Overhead of a Round-trip to MySql? - python

So I've been building django applications for a while now, and drinking the cool-aid and all: only using the ORM and never writing custom SQL.
The main page of the site (the primary interface where users will spend 80% - 90% of their time) was getting slow once you have a large amount of user specific content (ie photos, friends, other data, etc)
So I popped in the sql logger (was pre-installed with pinax, I just enabled it in the settings) and imagine my surprise when it reported over 500 database queries!! With hand coded sql I hardly ever ran more than 50 on the most complex pages.
In hindsight it's not all together surprising, but it seems that this can't be good.
...even if only a dozen or so of the queries take 1ms+
So I'm wondering, how much overhead is there on a round trip to mysql? django and mysql are running on the same server so there shouldn't be any networking related overhead.

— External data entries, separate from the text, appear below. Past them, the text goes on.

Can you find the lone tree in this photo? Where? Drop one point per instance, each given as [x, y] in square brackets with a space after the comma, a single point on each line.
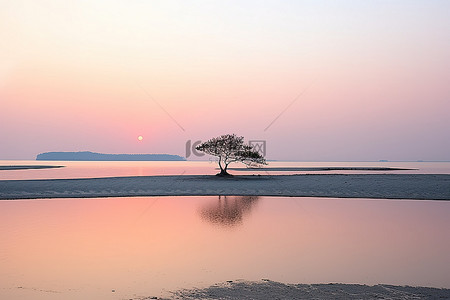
[231, 148]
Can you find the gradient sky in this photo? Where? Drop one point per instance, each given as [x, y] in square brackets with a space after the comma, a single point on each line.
[374, 77]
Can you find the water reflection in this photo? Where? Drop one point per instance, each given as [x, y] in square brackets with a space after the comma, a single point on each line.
[228, 211]
[144, 246]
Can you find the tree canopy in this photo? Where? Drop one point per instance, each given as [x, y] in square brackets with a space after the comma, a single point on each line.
[231, 148]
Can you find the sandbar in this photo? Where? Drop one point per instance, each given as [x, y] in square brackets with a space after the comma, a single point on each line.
[267, 289]
[377, 186]
[27, 167]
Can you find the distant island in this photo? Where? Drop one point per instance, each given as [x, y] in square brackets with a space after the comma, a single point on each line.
[93, 156]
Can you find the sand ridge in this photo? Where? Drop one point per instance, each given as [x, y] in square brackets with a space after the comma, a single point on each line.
[378, 186]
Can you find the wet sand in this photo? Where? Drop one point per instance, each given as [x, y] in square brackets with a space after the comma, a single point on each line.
[378, 186]
[267, 289]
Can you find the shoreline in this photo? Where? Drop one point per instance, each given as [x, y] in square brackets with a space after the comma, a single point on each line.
[27, 167]
[267, 289]
[372, 186]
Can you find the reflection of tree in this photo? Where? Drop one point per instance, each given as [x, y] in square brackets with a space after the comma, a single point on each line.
[228, 210]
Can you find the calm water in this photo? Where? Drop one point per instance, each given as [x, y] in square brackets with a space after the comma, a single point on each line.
[138, 168]
[86, 248]
[146, 246]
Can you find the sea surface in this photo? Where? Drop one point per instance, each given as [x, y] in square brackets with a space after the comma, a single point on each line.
[95, 169]
[138, 247]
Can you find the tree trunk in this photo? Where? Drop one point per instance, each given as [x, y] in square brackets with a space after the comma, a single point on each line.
[223, 171]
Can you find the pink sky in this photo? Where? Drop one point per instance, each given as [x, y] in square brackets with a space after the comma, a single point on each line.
[76, 77]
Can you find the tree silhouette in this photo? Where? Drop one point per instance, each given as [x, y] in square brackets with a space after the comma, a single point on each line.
[231, 148]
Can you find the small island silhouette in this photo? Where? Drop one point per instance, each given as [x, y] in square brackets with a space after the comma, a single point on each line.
[93, 156]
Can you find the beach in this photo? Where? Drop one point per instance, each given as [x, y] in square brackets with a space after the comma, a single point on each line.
[377, 186]
[267, 289]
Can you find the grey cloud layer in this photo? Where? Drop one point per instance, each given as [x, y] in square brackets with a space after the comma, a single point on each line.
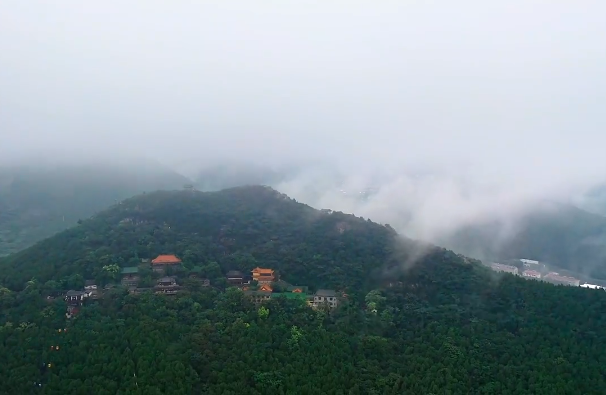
[508, 94]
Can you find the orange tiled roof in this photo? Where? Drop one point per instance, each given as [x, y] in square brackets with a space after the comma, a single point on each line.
[262, 271]
[166, 259]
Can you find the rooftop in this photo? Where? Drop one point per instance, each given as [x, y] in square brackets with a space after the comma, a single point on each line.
[261, 270]
[166, 260]
[130, 270]
[166, 279]
[265, 288]
[289, 295]
[326, 292]
[297, 289]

Just because you are using an ORM doesn't mean that you shouldn't do performance tuning.
I had - like you - a home page of one of my applications that had low performance. I saw that I was doing hundreds of queries to display that page. I went looking at my code and realized that with some careful use of select_related() my queries would bring more of the data I needed - I went from hundreds of queries to tens.
You can also run a SQL profiler and see if there aren't indices that would help your most common queries - you know, standard database stuff.
Caching is also your friend, I would think. If a lot of a page is not changing, do you need to query the database every single time?
If all else fails, remember: the ORM is great, and yes - you should try to use it because it is the Django philosophy; but you are not married to it.
If you really have a usecase where studying and tuning the ORM navigation didn't help, if you are sure that you could do it much better with a standard query: use raw sql for that case.

The overhead of each queries is only part of the picture. The actual round trip time between your Django and Mysql servers is probably very small since most of your queries are coming back in less than a one millisecond. The bigger problem is that the number of queries issued to your database can quickly overwhelm it. 500 queries for a page is way to much, even 50 seems like a lot to me. If ten users view complicated pages you're now up to 5000 queries.
The round trip time to the database server is more of a factor when the caller is accessing the database from a Wide Area Network, where roundtrips can easily be between 20ms and 100ms.
I would definitely look into using some kind of caching.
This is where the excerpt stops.